1/sinhx - 2coshx/sinhx = 2

1-2coshx = 2sinhx

At this point, my maths colleagues turned it into the e^x form, which is what I did all the time in revising...but not in the exam! I noticed a potential cosh²x-sinh²x = 1 coming up - so I squared everything.

1-4coshx+4cosh²x = 4sinh²x

So 4(cosh²x-sinh²x)=4coshx-1

4coshx-1=4

So 4coshx = 5
so cosh x = 5/4

So x = arcosh (5/4)

Using the form given in the formula booklet for arcosh, i.e. arcosh x = ln (x + root (x²-1)) I got x=ln2.

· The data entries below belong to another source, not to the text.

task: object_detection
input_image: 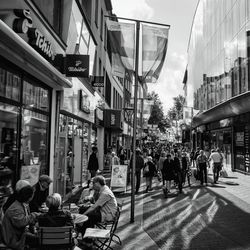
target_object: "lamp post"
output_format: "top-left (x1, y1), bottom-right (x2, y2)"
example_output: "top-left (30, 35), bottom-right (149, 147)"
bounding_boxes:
top-left (105, 15), bottom-right (170, 223)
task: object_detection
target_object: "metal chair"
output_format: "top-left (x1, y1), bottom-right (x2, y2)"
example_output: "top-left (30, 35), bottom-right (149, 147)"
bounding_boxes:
top-left (38, 226), bottom-right (74, 250)
top-left (83, 205), bottom-right (122, 249)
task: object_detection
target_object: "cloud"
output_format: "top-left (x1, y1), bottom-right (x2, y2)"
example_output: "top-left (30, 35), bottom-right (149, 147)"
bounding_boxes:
top-left (112, 0), bottom-right (154, 20)
top-left (148, 52), bottom-right (187, 115)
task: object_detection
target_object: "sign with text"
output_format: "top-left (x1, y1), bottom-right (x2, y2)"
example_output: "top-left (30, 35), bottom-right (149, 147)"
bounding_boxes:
top-left (65, 55), bottom-right (89, 77)
top-left (110, 165), bottom-right (128, 190)
top-left (91, 76), bottom-right (104, 88)
top-left (104, 109), bottom-right (122, 129)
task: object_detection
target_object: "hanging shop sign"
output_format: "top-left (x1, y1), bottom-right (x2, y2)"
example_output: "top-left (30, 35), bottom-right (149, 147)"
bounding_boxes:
top-left (79, 90), bottom-right (90, 114)
top-left (104, 109), bottom-right (122, 129)
top-left (91, 76), bottom-right (104, 88)
top-left (13, 9), bottom-right (55, 61)
top-left (65, 54), bottom-right (89, 77)
top-left (95, 108), bottom-right (103, 126)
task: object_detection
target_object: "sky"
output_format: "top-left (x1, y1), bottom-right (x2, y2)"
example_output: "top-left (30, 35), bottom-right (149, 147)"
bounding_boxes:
top-left (112, 0), bottom-right (199, 115)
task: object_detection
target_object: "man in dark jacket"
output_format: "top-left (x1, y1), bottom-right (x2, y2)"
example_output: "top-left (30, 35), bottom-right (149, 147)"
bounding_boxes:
top-left (88, 147), bottom-right (99, 178)
top-left (130, 149), bottom-right (144, 194)
top-left (173, 153), bottom-right (182, 194)
top-left (30, 175), bottom-right (52, 212)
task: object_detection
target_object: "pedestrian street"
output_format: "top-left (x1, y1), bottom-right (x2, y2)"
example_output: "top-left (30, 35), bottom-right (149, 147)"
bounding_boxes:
top-left (115, 173), bottom-right (250, 250)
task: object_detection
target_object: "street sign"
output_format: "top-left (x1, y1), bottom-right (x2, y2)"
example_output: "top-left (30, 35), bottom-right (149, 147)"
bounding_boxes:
top-left (91, 76), bottom-right (104, 88)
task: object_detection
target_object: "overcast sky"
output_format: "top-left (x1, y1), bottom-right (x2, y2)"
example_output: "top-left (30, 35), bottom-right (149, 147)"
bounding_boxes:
top-left (112, 0), bottom-right (199, 114)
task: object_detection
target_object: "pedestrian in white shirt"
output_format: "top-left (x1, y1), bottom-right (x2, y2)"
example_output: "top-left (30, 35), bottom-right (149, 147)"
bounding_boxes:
top-left (209, 148), bottom-right (223, 183)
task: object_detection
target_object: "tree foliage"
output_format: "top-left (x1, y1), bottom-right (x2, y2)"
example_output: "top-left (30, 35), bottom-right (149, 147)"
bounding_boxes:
top-left (167, 95), bottom-right (185, 121)
top-left (148, 91), bottom-right (169, 132)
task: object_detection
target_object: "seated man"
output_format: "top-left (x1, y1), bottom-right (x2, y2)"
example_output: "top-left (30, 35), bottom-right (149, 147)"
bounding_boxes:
top-left (30, 175), bottom-right (52, 212)
top-left (80, 175), bottom-right (117, 235)
top-left (38, 193), bottom-right (74, 227)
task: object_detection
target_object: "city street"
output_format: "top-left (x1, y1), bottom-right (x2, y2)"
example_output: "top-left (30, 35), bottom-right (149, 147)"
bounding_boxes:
top-left (115, 172), bottom-right (250, 250)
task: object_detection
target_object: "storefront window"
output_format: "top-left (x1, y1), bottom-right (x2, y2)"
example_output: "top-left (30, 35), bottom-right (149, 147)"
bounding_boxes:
top-left (23, 81), bottom-right (49, 111)
top-left (0, 68), bottom-right (21, 101)
top-left (20, 109), bottom-right (49, 184)
top-left (56, 114), bottom-right (89, 198)
top-left (0, 102), bottom-right (19, 182)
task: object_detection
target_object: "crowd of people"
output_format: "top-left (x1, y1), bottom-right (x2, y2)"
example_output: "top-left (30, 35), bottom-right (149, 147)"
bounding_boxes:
top-left (130, 145), bottom-right (224, 196)
top-left (0, 170), bottom-right (118, 250)
top-left (0, 145), bottom-right (223, 250)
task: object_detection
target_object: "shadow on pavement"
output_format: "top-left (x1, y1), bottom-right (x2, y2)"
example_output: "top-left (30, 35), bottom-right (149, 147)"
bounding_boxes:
top-left (143, 182), bottom-right (250, 250)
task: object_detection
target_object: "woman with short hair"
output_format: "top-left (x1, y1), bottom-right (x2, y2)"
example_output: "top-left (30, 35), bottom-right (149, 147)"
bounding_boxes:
top-left (2, 186), bottom-right (39, 250)
top-left (38, 193), bottom-right (74, 227)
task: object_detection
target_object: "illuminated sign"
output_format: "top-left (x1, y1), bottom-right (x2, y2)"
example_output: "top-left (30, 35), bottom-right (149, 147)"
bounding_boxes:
top-left (13, 9), bottom-right (55, 61)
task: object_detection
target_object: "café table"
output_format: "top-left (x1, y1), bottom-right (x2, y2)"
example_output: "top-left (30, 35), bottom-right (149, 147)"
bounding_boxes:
top-left (72, 213), bottom-right (88, 224)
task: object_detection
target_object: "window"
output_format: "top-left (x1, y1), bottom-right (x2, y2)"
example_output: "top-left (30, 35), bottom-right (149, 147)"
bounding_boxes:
top-left (70, 1), bottom-right (96, 75)
top-left (95, 0), bottom-right (99, 27)
top-left (100, 9), bottom-right (103, 40)
top-left (0, 68), bottom-right (21, 102)
top-left (33, 0), bottom-right (62, 35)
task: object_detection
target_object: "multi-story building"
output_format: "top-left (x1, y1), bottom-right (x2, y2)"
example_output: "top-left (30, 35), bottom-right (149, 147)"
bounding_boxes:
top-left (0, 0), bottom-right (135, 195)
top-left (187, 0), bottom-right (250, 172)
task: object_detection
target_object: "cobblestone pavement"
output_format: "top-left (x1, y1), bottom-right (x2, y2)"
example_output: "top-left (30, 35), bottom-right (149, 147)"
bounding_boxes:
top-left (112, 169), bottom-right (250, 250)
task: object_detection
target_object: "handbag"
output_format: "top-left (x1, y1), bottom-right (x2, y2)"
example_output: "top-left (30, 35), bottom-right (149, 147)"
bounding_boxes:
top-left (143, 163), bottom-right (149, 175)
top-left (187, 169), bottom-right (192, 177)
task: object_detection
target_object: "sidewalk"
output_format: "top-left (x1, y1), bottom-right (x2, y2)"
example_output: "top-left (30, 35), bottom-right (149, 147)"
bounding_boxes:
top-left (112, 181), bottom-right (159, 250)
top-left (112, 169), bottom-right (250, 250)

Subbing this back into the original equation (three times) gave me -2 instead of the required 2. Panic and confusion set in as I could not spot my error....can any of you? Surely squaring both sides is a valid move?! I never took any square roots either, so I haven't got to worry about negatives or positives?

Reduction formulae are easy! Fantastic! This question, YUK! I couldn't show the first bit, nor could I get the next bit with root 2 involved, but I managed to work out I4 I think!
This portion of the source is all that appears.